After 14 years with enCircle, he recently launched a pub with Rachel which won Nottinghamshire Village Pub of the Year 2015 (another permaculture inspired enterprise!), and moved onto a canal boat.
enCircle started out in Tom’s bedroom in Loughborough with two computers. From the beginning, they aimed to win government IT contracts.
Initially they offered to design software systems from scratch, but they found their approach was too radical; customers couldn’t relate to the open ended nature of the software on offer: “Someone likened it to trying to sell a car, but just as a big sheet of metal, saying ‘Well it can be any car you want, what do you want?’”
So, they had to develop more structured packages, aimed at helping police forces manage complex data. Today they work with small businesses, universities, and local and national government, mainly around operational support needs.
Their latest project has been configuring databases for the Diversity Team at the The Ministry of Justice, supporting female, black and state school educated legal professionals on their journeys to become judges.
Their registered address is now Nottingham. They are transitioning to a virtual enterprise, with their people working from home offices – another permaculture inspired decision.
Darren is very positive about the future of enCircle, with the new Government Digital Service seeking to get government IT services developed by small companies ‘because they work twice as hard to deliver something that works for half the cost’.

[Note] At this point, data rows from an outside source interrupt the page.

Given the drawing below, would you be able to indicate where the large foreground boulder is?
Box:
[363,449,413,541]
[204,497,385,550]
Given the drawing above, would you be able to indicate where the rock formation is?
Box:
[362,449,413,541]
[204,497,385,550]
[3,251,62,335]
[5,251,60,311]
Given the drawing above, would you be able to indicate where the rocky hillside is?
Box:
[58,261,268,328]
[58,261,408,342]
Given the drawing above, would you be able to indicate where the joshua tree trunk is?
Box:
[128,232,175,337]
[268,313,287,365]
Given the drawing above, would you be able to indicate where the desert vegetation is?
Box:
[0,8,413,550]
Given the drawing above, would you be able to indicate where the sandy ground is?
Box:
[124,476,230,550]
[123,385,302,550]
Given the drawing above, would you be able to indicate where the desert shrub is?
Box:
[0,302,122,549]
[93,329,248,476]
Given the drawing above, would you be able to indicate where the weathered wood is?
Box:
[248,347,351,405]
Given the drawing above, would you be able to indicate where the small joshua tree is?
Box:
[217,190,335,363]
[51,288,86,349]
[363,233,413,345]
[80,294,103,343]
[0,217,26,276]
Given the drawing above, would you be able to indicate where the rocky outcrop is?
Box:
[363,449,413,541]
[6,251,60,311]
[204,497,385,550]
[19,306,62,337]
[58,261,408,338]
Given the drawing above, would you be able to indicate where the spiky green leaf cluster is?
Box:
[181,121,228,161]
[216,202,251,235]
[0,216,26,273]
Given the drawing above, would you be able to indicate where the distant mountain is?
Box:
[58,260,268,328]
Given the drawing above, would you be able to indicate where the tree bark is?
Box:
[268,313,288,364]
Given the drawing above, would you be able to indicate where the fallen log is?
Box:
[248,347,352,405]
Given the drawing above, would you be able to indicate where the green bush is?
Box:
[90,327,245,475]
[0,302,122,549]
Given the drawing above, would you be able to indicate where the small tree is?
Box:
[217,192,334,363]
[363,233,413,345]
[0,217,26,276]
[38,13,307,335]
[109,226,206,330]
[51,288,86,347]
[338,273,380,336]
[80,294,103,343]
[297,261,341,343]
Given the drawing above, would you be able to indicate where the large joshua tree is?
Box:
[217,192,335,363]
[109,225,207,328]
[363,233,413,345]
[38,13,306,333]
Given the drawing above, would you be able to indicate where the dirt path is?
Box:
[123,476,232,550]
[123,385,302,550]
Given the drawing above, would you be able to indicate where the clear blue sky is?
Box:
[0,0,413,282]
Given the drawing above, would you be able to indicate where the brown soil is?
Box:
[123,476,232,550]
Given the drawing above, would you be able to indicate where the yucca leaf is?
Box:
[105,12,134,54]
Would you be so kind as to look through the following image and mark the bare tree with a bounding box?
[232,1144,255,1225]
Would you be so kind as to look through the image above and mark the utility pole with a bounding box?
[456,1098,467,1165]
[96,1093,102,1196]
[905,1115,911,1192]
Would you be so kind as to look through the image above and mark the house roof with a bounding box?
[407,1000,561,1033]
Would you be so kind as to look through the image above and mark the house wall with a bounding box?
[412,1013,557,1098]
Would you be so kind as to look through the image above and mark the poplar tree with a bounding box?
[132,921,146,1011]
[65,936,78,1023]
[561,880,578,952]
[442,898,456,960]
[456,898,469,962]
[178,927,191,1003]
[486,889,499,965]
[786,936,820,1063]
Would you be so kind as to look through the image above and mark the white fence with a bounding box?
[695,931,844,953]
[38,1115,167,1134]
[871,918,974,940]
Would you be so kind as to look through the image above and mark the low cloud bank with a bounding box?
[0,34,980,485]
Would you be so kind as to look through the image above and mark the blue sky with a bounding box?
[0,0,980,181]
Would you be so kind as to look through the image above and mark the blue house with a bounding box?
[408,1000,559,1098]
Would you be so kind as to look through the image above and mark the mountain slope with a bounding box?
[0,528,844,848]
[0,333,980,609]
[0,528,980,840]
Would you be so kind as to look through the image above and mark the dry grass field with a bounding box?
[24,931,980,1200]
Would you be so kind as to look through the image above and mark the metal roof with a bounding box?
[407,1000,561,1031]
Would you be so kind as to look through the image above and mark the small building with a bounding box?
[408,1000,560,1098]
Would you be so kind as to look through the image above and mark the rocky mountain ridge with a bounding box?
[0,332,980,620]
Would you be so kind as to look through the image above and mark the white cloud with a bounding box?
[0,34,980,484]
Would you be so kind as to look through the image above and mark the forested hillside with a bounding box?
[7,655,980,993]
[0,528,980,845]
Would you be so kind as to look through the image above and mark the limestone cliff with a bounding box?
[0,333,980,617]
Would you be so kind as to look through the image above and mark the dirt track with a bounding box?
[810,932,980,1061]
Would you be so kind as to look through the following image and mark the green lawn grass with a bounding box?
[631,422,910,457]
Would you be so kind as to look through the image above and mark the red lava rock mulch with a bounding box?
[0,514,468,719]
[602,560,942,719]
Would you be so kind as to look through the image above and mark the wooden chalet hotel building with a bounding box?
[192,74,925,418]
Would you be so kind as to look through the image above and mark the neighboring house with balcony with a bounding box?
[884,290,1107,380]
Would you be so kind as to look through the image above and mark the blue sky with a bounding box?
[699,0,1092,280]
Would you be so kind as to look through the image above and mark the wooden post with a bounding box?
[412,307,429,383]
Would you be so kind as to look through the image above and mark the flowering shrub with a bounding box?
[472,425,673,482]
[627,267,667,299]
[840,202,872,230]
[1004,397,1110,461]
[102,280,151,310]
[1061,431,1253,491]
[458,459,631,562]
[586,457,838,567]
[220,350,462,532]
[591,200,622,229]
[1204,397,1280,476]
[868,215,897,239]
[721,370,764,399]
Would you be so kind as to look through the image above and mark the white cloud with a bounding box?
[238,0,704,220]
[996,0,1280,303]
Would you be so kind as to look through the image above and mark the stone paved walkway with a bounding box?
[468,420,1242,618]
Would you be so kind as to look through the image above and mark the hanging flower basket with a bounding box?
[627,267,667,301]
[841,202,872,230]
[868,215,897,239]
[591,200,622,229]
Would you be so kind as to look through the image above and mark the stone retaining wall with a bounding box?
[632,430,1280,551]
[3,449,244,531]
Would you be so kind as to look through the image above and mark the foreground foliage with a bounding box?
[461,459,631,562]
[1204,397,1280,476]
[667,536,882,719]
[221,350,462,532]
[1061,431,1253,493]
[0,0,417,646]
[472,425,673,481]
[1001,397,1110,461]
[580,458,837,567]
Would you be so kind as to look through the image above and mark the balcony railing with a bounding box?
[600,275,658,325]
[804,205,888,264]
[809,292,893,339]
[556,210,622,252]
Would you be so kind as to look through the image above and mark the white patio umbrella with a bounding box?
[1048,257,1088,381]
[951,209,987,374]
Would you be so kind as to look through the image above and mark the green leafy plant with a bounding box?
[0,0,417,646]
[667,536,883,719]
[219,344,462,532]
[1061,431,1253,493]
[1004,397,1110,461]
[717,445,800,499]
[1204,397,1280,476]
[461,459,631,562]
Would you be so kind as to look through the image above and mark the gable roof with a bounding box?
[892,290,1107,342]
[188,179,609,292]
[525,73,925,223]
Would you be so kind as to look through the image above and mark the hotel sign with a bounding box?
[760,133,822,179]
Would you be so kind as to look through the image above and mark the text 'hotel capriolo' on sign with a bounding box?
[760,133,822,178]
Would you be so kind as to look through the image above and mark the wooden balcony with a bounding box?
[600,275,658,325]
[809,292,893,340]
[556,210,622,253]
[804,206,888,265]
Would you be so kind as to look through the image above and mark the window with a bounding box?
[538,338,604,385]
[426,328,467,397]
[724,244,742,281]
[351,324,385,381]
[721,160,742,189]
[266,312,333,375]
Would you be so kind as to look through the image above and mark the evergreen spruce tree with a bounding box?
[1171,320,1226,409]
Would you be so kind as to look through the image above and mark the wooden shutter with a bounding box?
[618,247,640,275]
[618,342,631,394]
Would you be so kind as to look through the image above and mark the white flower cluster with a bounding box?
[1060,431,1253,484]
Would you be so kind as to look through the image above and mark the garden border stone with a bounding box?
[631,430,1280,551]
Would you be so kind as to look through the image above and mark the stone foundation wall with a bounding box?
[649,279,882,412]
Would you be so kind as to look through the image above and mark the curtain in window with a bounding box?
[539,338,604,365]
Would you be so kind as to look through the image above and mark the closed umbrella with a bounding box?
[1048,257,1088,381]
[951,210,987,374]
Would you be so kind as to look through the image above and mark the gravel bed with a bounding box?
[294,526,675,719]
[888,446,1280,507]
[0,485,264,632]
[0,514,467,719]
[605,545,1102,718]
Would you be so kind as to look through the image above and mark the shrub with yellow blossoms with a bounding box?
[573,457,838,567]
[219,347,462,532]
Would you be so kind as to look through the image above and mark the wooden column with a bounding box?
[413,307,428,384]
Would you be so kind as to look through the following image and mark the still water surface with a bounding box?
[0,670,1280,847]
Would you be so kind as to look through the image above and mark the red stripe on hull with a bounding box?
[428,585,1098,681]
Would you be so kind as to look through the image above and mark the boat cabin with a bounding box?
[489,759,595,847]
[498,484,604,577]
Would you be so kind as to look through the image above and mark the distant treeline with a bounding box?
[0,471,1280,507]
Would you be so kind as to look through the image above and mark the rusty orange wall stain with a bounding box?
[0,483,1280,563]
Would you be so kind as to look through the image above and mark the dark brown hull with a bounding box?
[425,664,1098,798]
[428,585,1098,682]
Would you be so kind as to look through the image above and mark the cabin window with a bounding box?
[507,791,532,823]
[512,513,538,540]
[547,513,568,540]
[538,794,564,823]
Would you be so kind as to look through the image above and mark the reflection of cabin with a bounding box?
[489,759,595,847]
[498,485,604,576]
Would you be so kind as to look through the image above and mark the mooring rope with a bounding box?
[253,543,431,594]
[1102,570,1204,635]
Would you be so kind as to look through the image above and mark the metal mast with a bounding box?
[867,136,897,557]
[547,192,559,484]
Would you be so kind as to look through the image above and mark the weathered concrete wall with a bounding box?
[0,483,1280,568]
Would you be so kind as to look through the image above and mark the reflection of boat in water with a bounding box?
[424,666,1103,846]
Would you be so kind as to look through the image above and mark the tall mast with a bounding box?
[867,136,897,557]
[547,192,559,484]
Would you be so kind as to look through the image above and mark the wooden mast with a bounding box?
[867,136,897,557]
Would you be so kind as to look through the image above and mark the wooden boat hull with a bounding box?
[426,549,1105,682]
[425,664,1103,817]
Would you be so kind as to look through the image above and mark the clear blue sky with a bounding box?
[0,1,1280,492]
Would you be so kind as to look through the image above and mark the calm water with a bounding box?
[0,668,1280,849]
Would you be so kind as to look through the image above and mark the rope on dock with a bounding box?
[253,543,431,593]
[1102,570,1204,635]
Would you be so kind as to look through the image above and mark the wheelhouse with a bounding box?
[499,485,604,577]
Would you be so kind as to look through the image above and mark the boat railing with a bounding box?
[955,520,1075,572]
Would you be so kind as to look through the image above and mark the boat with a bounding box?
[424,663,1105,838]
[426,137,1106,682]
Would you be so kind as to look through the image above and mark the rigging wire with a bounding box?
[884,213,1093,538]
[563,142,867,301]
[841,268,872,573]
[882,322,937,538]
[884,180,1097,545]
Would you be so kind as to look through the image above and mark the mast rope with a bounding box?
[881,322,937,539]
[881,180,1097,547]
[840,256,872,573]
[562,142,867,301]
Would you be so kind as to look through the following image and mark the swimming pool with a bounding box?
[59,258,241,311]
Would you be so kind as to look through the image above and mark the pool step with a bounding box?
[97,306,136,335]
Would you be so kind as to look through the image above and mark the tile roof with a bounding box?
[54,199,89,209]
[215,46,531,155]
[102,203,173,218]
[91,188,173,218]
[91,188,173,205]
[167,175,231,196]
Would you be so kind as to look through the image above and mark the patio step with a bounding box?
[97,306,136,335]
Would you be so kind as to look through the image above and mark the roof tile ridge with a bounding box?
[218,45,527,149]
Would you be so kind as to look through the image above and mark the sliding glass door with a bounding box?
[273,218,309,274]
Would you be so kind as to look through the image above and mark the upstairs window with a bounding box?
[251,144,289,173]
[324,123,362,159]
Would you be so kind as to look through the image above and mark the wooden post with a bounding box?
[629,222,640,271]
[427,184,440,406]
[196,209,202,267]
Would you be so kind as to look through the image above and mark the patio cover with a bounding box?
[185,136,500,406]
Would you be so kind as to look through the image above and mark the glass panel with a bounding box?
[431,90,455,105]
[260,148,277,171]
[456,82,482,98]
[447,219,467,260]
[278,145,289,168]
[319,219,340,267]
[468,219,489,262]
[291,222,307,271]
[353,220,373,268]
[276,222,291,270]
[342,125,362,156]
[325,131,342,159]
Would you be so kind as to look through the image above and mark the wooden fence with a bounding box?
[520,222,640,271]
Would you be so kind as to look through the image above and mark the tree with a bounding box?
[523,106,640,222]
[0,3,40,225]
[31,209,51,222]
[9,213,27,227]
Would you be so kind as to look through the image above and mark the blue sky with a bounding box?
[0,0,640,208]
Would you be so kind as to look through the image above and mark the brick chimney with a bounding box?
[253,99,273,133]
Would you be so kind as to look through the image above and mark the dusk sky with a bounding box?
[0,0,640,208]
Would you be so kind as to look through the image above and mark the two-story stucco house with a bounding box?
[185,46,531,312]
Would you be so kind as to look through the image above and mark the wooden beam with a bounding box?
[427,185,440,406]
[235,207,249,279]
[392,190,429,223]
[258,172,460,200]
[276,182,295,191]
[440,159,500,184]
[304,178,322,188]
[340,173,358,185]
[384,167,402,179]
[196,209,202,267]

When Darren found permaculture two years after launching enCircle, he realised that the elements, functions and design systems were directly applicable to IT projects. He found it brought a strong framework rooted in the ethics and principles and key design tools, people care led to the user being placed at the centre of the software design process allowing him to create projects in a way that ensures great results.
He uses permaculture design tools to survey his clients; training them in what a system can do, then configuring the system to their needs. Getting their feedback, observing, tweaking, reconfiguring, and doing actual learning as part of the training.
Darren says: “It’s selling yourself primarily. So you need to get into eye contact with your customers… don’t try and sell them anything on the phone, just get a meeting. Look people in the eye and actually sell yourself, it doesn’t matter what else you’re selling, if they don’t buy into you as a human being they’re not going to buy into whatever you’re trying to sell them.”